タープ活用技法5変化
<タープ泊時の筆者使用アイテム>
⚫︎タープ:アクアクエスト「サファリ(3m×3m)」
⚫︎ポール:DOD「コンパクトタープポール」
⚫︎ペグ:バウンドレスボヤージュ「チタンペグソリッド(20cm)」
⚫︎ガイロープ:ワークマン「パラメイトロープ」
タープ活用技法5変化をご紹介する前に、まずは筆者が普段、タープ泊に使っているアイテムをご紹介します。
タープはアクアクエスト「サファリ」で、ポールやガイロープを接続したりペグダウンできるループポイントが19箇所。人気の「DDタープ」なども同じ構造で、アレンジ幅が広いのが魅力です。
ポールはDOD「コンパクトタープポール」。軽くて強いアルミ合金製で直径も小さめの19mm。1本で33cm延長できるパーツが12本入っており、柔軟に高さ調節できる優れもの。
ペグはバウンドレスボヤージュ「チタンペグソリッド(20cm)」。
ガイロープは安定のワークマン「パラメイトロープ」で、太さ4mm×長さ15m。筆者は自分で「3m×2本」「4.5m×2本」の計4本に切断しており、今回は3mを2本と4.5mを1本用意しました。
1. シンプルこそ正義!ダイヤモンド張り
まずは「ダイヤモンド張り」からご紹介! シンプルかつ少ない手順で設営できるのに、開放感があってカッコいいという優等生。
・少ない道具&手順で設営可能
・任意の長さのポールでOK(微調整不要)
・しっかり日陰を作れるのに開放感も◎
他の張り方だとポールの長さを微調整する必要がありますが、こちらはその必要なし! 雑に設営してもパリッとキマるニクいやつ。

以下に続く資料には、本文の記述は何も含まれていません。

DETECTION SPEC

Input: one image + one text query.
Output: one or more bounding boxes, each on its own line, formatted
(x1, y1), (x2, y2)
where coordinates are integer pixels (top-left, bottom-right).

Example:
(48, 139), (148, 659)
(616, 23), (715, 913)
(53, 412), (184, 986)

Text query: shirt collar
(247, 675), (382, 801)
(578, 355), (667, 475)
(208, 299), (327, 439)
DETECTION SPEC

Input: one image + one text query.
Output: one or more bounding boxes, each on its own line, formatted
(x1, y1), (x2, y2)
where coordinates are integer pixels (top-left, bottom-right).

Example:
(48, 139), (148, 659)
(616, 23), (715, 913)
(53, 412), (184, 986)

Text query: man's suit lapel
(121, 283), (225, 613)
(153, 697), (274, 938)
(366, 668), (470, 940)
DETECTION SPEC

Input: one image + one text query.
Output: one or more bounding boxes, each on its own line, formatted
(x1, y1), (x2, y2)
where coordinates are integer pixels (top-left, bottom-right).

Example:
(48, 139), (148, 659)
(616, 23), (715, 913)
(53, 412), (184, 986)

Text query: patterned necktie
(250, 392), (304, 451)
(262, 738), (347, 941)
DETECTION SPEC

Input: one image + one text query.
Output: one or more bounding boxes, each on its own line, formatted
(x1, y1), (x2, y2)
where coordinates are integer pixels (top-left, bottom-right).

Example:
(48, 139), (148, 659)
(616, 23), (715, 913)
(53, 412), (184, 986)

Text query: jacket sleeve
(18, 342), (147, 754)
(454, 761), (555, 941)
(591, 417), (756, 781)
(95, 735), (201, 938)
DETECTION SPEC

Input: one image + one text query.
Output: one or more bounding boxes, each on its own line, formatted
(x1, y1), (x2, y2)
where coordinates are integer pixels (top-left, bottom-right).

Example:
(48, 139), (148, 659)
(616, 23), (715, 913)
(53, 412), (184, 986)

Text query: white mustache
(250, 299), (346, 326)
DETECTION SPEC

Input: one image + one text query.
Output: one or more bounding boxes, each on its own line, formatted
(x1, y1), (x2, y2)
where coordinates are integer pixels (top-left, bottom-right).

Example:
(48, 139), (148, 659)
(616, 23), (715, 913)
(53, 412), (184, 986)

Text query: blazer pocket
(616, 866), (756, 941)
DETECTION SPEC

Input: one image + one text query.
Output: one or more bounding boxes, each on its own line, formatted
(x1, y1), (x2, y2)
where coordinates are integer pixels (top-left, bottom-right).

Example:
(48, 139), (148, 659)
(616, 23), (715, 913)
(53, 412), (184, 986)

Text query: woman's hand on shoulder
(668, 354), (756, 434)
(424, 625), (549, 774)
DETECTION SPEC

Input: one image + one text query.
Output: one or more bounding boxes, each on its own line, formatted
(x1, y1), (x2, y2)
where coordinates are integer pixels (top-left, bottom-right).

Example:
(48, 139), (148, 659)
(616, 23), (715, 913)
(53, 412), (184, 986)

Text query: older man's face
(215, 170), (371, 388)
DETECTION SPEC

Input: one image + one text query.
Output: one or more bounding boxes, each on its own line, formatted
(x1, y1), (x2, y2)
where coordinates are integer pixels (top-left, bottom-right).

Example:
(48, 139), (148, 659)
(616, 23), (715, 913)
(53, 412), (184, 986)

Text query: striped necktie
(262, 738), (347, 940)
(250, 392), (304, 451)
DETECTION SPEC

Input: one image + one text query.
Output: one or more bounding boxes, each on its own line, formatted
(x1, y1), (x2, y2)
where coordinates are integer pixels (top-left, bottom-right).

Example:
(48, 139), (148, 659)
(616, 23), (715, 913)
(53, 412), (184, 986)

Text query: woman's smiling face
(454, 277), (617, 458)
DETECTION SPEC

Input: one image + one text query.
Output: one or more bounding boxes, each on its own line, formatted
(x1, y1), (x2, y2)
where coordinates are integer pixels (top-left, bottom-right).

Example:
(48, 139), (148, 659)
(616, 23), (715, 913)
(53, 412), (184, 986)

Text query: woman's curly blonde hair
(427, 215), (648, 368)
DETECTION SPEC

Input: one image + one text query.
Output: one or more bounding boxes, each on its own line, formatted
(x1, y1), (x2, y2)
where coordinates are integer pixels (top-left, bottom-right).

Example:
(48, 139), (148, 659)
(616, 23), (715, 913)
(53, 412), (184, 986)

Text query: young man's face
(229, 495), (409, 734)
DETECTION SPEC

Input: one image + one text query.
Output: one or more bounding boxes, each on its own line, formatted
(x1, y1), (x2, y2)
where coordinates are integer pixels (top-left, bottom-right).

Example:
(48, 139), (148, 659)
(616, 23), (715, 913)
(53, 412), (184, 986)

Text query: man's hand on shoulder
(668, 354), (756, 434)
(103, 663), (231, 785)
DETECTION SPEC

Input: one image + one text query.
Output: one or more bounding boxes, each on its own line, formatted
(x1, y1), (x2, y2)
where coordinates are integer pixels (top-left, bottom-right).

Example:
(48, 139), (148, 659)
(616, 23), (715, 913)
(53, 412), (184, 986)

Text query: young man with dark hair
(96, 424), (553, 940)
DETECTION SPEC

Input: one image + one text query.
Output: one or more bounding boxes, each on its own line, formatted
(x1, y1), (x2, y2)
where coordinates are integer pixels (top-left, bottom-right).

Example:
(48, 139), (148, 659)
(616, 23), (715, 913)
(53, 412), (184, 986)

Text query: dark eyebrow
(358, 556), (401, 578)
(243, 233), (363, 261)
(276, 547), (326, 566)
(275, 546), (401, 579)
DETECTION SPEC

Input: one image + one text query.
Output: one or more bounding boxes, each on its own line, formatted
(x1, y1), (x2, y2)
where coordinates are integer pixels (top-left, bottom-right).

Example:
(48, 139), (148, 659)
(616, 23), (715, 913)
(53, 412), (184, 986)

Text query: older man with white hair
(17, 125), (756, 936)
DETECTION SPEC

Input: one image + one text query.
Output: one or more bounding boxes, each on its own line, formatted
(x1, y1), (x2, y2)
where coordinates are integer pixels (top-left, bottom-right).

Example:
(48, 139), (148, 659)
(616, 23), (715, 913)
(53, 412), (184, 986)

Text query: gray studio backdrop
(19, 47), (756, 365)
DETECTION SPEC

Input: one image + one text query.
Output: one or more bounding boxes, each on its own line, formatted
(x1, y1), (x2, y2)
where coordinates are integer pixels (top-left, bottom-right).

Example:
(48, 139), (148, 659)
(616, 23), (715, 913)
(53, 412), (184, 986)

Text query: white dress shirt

設営を簡単に済ませてチルタイムを長く取りたいときにおすすめです!
それでは張り方を見ていきましょう。左奥のループから時計回りに16番まで番号をつけました(以降、同じ番号で説明します)。
最初に右奥の(4)と(6)のループをペグダウンして、(5)の角を内側に折り込みます。
するとこんな形。右奥の角がなくなりましたね。
次に、(13)のループをポールで立ち上げ。(4)と(6)の2箇所が止められているので、ポールに結ぶガイロープは1本で自立します。今回使ったポールは200cm。
こうなったら後は簡単。フワフワなびく(1)と(9)のループを、布がピンと伸びる場所を探してペグダウンすれば、完成!
慣れてしまえばものの5分で設営完了。あとはビールを開けるなり、お好きにチルタイムを満喫してください……!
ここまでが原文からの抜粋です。